- Approved Mileage Allowance Payments allow companies to reimburse workers
- But the 45p per mile rate has not been updated since 2011
- A 25p rate on anything above 10,000 miles has been in place since 2002
The CBI has called for a mileage allowance ‘stealth tax’ to be scrapped in Wednesday’s Budget after figures suggested it was causing some employees to refuse to take their cars on business journeys.
Approved Mileage Allowance Payments (AMAP) allow firms to reimburse around two million workers for using their cars or vans for business trips without incurring any extra taxes.
But the 45p per mile rate – which is intended to cover fuel as well as some wear and tear to vehicles – has not been updated since 2011.
A 25p rate on anything above 10,000 miles has been in place since 2002.

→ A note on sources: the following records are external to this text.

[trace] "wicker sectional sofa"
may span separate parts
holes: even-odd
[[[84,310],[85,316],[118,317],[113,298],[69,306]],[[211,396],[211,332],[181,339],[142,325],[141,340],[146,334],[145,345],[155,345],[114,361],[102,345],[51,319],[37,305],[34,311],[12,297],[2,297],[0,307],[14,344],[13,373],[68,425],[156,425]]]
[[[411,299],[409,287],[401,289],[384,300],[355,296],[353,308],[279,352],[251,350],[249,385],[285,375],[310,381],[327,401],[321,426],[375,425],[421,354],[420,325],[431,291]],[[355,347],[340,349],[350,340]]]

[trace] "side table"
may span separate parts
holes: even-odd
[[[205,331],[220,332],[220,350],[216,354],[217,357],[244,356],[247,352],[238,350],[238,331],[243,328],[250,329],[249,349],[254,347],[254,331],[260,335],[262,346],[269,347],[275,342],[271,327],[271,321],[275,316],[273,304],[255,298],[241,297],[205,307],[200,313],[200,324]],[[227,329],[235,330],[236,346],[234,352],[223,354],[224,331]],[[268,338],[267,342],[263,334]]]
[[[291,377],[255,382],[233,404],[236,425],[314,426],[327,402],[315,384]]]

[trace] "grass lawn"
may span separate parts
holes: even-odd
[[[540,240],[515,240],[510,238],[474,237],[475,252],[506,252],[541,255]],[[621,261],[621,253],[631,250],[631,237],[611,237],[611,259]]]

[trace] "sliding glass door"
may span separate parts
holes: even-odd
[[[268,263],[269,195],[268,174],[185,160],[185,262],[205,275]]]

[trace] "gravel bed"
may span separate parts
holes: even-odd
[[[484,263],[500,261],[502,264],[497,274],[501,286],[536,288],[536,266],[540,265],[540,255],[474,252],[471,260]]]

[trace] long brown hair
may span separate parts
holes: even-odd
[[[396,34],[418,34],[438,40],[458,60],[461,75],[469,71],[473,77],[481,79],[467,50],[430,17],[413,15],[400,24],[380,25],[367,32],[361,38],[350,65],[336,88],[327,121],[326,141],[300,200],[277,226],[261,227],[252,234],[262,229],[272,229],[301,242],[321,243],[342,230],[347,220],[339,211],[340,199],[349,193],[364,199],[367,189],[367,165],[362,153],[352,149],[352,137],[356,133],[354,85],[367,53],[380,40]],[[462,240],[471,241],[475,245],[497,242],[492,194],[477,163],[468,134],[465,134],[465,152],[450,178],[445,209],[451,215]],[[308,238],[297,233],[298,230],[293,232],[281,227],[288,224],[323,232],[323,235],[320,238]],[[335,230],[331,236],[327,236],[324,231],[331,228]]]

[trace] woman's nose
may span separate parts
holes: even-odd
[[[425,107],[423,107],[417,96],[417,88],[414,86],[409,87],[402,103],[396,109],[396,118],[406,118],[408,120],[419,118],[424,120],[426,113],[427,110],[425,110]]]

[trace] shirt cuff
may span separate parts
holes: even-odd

Since 2011, fuel prices have gone up by 10 per cent and vehicle maintenance by 48 per cent, the Confederation of British Industry said.
‘Stealth tax’: Approved Mileage Allowance Payment rates have not been updated since 2011
Now, 18 per cent of firms say some employees are refusing to make business journeys because the rates are no longer enough to cover their costs, according to a new CBI poll of 788 companies.
It would cost the Treasury just £90m – a fraction of the multi-billion pound total of some other tax measures – to raise the rates to 60p and 33p, the business organisation calculates.
The CBI said: ‘It is an unfair stealth tax due to how outdated the rates are.’
All types of businesses from small to large are affected.
Those refusing to make journeys include mechanics, area managers, van and lorry drivers, warehouse staff, engineers and IT teams. If employers were to reimburse them for mileage at higher than the current AMAP rates, they would be liable to pay employer national insurance on the additional amount.
And employees would also have to pay income tax and employee national insurance on the sum.
Mohammad Jamai, CBI director of economic policy, said: ‘The Chancellor has a real opportunity to show he is on the side of motorists and working people who make vital business journeys every day.
‘By increasing the tax-free mileage rates, he can ease the financial pressure on workers and their employers, and encourage more business travel to boost productivity.
‘It is crucial that the government removes barriers to growth.’